2. Customer models are the riskiest models

In 1898, E. St. Elmo Lewis published the AIDA model (3). It is a linear, sequential, hierarchical model with little empirical support and has been found to be a poor predictor of consumer behavior (7). Still, it has garnered massive amounts of attention and use, even as late as today, 126 years and several technological and societal revolutions later.

Illustration by Helge Tenn?

I assume the reason it’s popular is because it’s simple. Because we want the world and our work to be simple even if it’s not. But simple models are worse because they increase confidence and reduce the desire to challenge our own assumptions and learn:

“If our simple stories shape the data we notice and the way we package it to ourselves, our automatic feeling of rightness creates a lock down in our information search” — Jennifer Garvey Berger, Unlocking Leadership Mindtraps(4)

In 1997, McMillan and McGrath published the article, “Discovering New Points of Differentiation” (5). It introduced the Consumption Chain or what was later adopted as the Customer Journey. This model gave organizations an opportunity to articulate their own narrative of what they assume their customers are doing.

The company is both the investigator, imaginator and narrator of the journey which with almost robotic beauty structures the customers into a tidy process where they fold into lines and with the perfection of British queue culture walks cogly through the process and into the pockets of the company. — author
From the article

The customer journey visualizes the customers’ path to purchase and greatly simplifies a teams process of finding problems to solve.

Unfortunately, it’s hard to confirm that it’s a fair representation of reality.

As an example, in 2012, Google and Shopper Science investigated 3,000 paths to purchase and found that not even two customers were following the same path (6).

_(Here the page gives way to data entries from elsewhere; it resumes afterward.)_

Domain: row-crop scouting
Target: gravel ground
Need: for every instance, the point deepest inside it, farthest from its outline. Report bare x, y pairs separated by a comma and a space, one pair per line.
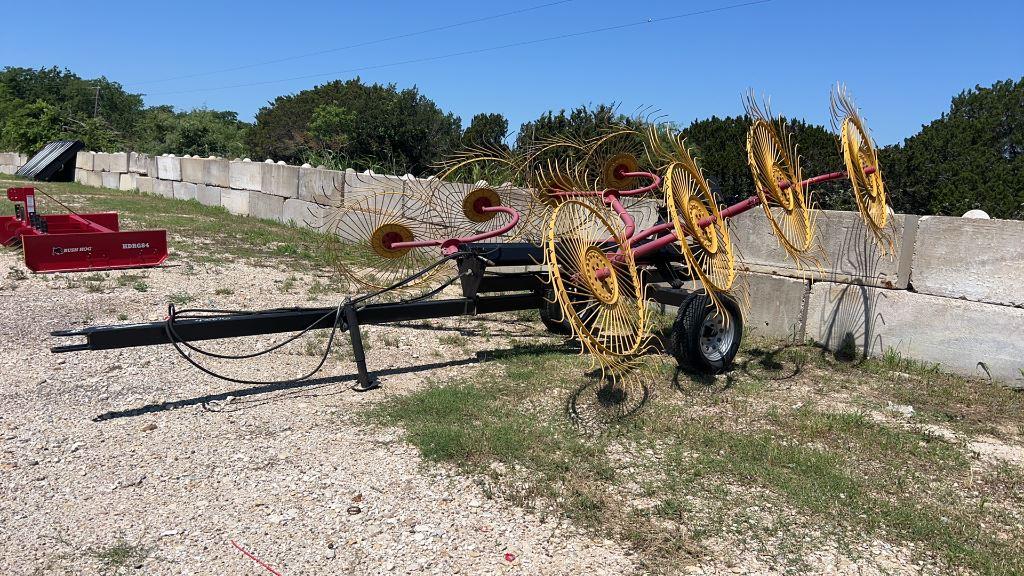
276, 469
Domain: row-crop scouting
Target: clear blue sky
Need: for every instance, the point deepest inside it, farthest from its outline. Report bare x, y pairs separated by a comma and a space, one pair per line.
902, 60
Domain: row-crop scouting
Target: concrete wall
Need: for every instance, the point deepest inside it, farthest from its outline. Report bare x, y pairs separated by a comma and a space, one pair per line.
949, 290
972, 338
11, 161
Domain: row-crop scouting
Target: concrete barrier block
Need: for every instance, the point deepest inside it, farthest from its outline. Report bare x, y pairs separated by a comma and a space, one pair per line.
118, 162
93, 178
111, 179
151, 166
101, 162
209, 195
144, 183
138, 163
970, 258
302, 213
281, 179
325, 187
246, 175
217, 171
266, 206
163, 188
168, 167
184, 191
850, 252
193, 170
236, 201
127, 181
868, 321
777, 304
85, 160
358, 186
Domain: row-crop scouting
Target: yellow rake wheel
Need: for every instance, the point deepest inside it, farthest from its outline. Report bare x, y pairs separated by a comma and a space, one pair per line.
457, 208
363, 232
859, 154
689, 200
773, 162
596, 283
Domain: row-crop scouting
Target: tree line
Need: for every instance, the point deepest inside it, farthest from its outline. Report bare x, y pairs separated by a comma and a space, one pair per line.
971, 157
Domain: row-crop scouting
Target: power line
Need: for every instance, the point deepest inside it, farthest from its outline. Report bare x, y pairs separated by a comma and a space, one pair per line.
473, 51
357, 45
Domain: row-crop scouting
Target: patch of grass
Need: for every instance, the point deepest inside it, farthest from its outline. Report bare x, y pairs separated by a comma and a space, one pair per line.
288, 284
968, 405
119, 556
526, 316
705, 460
94, 286
180, 298
457, 340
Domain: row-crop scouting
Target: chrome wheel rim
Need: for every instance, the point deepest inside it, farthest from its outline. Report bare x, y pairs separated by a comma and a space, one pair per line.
717, 335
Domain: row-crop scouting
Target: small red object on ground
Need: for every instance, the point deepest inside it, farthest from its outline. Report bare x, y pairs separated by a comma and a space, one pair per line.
253, 558
77, 242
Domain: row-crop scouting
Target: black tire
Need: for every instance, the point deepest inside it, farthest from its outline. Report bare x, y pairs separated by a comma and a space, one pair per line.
552, 317
700, 338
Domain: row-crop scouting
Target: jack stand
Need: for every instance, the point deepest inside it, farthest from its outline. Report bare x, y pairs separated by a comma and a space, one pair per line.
364, 380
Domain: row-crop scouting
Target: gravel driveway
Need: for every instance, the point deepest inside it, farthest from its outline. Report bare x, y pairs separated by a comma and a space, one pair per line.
288, 472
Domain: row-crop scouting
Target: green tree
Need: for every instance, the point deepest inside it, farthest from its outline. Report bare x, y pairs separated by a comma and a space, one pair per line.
720, 148
376, 126
485, 129
74, 96
582, 123
972, 157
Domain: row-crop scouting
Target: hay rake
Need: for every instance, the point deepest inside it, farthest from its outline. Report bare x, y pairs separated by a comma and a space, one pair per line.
571, 219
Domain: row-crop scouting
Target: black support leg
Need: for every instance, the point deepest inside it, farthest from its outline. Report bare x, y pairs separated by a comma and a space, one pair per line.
364, 381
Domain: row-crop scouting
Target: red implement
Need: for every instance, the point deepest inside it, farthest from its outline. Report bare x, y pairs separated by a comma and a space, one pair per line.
77, 242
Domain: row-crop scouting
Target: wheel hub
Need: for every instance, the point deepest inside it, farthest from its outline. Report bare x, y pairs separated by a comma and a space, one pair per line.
385, 236
604, 289
473, 204
717, 335
695, 212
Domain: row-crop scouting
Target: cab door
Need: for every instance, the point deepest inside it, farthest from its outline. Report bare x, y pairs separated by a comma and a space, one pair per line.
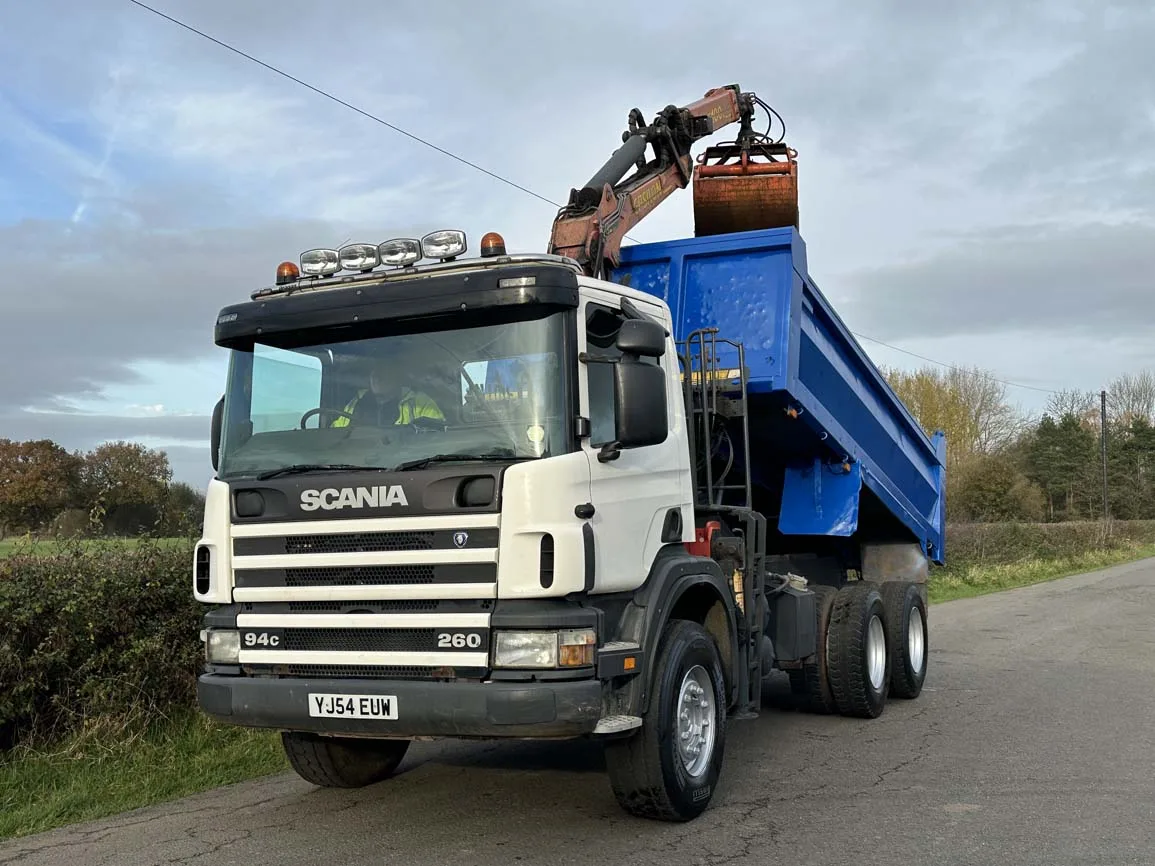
642, 498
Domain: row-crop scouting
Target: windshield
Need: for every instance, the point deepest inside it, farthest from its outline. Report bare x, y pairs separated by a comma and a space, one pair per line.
487, 392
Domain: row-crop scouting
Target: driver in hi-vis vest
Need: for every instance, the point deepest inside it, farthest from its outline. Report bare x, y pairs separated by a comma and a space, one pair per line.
387, 401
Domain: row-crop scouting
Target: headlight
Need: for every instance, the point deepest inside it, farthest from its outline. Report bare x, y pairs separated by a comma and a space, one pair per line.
223, 646
543, 650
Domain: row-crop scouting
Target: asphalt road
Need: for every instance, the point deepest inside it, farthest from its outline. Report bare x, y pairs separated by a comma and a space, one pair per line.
1034, 743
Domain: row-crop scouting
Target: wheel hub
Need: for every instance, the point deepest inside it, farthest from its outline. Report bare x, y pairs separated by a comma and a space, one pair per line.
876, 652
916, 641
695, 729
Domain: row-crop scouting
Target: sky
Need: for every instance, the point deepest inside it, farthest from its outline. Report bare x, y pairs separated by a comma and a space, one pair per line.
977, 181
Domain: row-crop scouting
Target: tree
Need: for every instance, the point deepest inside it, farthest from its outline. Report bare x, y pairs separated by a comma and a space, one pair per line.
1060, 458
128, 485
991, 487
1081, 404
1130, 397
38, 479
969, 405
184, 509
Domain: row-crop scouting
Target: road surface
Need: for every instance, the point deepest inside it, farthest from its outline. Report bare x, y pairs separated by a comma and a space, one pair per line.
1034, 743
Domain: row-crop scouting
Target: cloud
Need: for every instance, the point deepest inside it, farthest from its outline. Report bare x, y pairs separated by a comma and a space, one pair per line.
1087, 281
162, 177
79, 431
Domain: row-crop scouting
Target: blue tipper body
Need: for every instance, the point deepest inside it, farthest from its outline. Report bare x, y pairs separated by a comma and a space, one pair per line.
817, 402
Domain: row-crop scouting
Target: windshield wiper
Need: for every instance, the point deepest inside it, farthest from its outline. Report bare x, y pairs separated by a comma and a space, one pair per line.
303, 468
497, 454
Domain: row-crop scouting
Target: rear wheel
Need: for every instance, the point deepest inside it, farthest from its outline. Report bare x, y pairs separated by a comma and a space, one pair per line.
906, 613
859, 663
669, 769
812, 682
342, 762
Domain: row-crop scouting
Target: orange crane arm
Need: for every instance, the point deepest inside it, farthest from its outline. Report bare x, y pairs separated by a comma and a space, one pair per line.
591, 225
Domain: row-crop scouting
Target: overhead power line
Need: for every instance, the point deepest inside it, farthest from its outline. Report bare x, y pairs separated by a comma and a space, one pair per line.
952, 366
338, 101
474, 165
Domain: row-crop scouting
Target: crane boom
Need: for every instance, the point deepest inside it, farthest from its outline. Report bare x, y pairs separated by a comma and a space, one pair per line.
593, 224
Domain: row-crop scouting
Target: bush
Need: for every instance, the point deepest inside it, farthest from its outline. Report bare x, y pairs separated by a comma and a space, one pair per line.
983, 544
95, 633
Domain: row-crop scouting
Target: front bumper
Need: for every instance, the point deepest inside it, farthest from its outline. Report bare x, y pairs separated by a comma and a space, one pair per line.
424, 709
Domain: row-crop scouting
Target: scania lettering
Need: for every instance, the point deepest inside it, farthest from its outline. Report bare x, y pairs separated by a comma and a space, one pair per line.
600, 492
330, 499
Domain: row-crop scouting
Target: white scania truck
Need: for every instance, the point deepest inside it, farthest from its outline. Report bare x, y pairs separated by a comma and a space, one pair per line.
597, 492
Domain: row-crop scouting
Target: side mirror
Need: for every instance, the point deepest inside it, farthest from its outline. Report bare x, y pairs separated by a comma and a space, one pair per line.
641, 337
215, 437
640, 404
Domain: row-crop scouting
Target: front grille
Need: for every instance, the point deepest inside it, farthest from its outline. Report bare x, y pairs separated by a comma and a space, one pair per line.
358, 576
360, 640
377, 672
371, 606
384, 606
359, 543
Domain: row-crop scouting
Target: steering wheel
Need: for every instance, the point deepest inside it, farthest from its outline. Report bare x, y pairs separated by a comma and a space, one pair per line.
319, 410
427, 425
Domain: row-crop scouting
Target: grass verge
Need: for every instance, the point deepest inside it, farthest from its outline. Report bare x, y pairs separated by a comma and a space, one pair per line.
969, 580
94, 776
89, 777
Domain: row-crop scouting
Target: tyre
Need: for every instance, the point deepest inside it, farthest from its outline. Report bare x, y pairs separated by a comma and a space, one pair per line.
859, 664
812, 682
906, 614
669, 769
342, 762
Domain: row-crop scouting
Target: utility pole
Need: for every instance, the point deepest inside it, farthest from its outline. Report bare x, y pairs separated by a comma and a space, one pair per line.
1102, 440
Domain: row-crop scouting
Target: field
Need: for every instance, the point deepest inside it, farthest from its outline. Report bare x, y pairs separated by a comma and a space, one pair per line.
98, 719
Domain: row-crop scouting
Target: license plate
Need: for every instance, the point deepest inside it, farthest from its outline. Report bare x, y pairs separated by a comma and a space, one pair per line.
384, 707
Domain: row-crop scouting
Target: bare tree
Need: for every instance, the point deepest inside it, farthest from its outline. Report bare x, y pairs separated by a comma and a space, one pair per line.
1081, 404
1131, 396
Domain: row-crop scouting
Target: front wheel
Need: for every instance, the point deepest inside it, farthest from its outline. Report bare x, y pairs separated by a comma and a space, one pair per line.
669, 769
342, 762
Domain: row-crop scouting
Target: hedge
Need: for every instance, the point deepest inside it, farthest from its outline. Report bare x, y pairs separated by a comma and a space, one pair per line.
95, 633
105, 634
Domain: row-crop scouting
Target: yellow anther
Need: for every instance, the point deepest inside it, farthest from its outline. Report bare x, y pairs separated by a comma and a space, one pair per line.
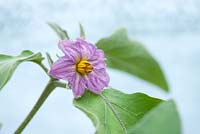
84, 67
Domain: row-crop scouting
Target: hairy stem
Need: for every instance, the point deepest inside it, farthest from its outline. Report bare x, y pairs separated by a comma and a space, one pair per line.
47, 91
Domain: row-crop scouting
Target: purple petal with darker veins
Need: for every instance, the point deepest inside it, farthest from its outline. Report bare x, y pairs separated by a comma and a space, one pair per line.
71, 49
62, 68
97, 80
77, 83
87, 49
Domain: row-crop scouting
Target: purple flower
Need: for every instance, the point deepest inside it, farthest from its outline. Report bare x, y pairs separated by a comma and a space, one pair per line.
83, 66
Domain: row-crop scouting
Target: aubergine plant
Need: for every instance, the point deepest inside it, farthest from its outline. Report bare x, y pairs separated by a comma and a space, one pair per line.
83, 68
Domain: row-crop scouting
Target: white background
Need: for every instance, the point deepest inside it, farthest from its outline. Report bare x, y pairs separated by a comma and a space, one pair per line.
169, 29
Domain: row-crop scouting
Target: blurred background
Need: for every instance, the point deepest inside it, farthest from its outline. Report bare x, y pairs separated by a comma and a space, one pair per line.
169, 29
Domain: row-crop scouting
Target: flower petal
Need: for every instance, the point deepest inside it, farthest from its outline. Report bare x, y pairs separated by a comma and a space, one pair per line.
87, 49
97, 80
62, 68
77, 84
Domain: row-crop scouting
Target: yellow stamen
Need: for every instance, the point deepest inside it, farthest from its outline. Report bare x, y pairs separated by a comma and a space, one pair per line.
84, 67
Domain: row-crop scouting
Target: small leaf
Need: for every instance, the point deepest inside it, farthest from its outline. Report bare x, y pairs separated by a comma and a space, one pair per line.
8, 64
114, 112
163, 119
82, 32
131, 57
60, 32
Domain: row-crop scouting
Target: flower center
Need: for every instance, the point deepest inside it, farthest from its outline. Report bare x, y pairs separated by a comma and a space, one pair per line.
84, 67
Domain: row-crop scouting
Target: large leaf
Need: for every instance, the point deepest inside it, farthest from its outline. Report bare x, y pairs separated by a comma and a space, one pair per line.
131, 57
163, 119
8, 64
114, 112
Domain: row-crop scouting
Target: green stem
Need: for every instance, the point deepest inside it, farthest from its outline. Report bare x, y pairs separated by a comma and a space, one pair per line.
48, 89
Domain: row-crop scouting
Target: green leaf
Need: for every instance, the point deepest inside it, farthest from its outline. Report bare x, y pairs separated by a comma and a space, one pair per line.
114, 112
8, 64
131, 57
163, 119
82, 32
62, 34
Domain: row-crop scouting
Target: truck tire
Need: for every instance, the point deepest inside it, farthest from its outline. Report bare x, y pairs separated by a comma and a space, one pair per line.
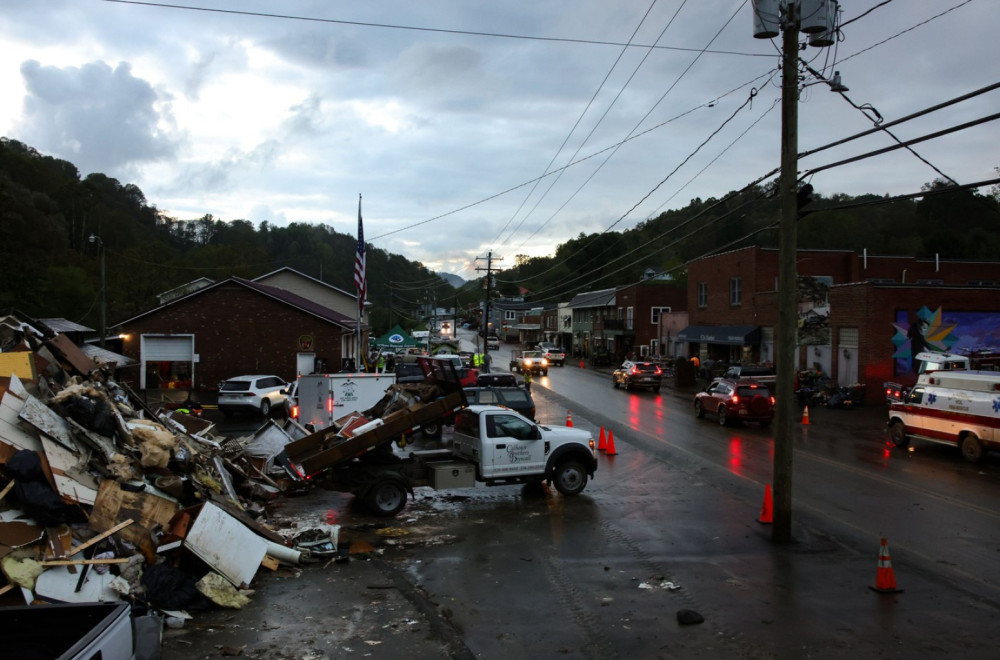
971, 448
386, 497
897, 432
569, 478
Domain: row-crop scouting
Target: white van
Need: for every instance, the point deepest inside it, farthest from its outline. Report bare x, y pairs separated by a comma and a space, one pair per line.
960, 408
323, 398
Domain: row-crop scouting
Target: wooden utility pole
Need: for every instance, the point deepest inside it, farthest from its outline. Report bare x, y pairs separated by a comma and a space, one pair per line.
787, 339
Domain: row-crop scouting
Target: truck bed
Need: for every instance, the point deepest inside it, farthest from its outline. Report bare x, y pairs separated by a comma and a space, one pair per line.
325, 449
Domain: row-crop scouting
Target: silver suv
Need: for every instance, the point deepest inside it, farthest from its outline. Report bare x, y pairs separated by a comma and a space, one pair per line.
249, 394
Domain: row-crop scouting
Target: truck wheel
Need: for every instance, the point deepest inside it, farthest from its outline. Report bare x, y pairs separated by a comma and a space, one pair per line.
897, 432
972, 449
570, 478
386, 497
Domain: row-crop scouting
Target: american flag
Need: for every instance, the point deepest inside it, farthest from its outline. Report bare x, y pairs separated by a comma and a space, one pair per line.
360, 280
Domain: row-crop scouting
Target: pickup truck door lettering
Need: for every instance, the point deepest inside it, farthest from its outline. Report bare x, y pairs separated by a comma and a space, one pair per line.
511, 454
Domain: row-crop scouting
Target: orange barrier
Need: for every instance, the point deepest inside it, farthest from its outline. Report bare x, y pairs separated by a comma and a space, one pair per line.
885, 578
767, 510
610, 451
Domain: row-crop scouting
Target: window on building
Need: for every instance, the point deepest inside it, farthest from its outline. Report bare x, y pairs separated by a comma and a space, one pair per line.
654, 314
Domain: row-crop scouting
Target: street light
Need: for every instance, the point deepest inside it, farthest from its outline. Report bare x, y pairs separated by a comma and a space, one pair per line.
94, 238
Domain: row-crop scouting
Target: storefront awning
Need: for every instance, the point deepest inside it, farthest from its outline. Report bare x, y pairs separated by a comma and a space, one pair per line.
733, 335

For example, a customer journey might portray the customer as living in a singular world with a simple problem to be solved on a linear path through a nonexistent problem. From a customer’s perspective, nobody is "buying, onboarding, and churning" products. They are Janelle after a long day at work wanting to sit down, relax, be mindlessly entertained and maybe rewarded with a laugh, chocolate bar, or glass of Pepsi.
In one of my own analysis a few years back I found that our customers were influenced by 35 different forces as they were making key decision related to a product purchase. The company I was making the analysis for wasn’t even present in the decision itself (even if all former models had reflected that they were present and sometimes even the only force of influence).
Often your customers are not at one place in a journey, but many places at the same time in many journeys (everything, everywhere, all at once). And so the logic of flow and maturity breaks down. As in: how many future travels are you planning right now? Or if you are a physician with Diabetes patients, how many patients are you treating right now (the answer might be tens or hundreds)?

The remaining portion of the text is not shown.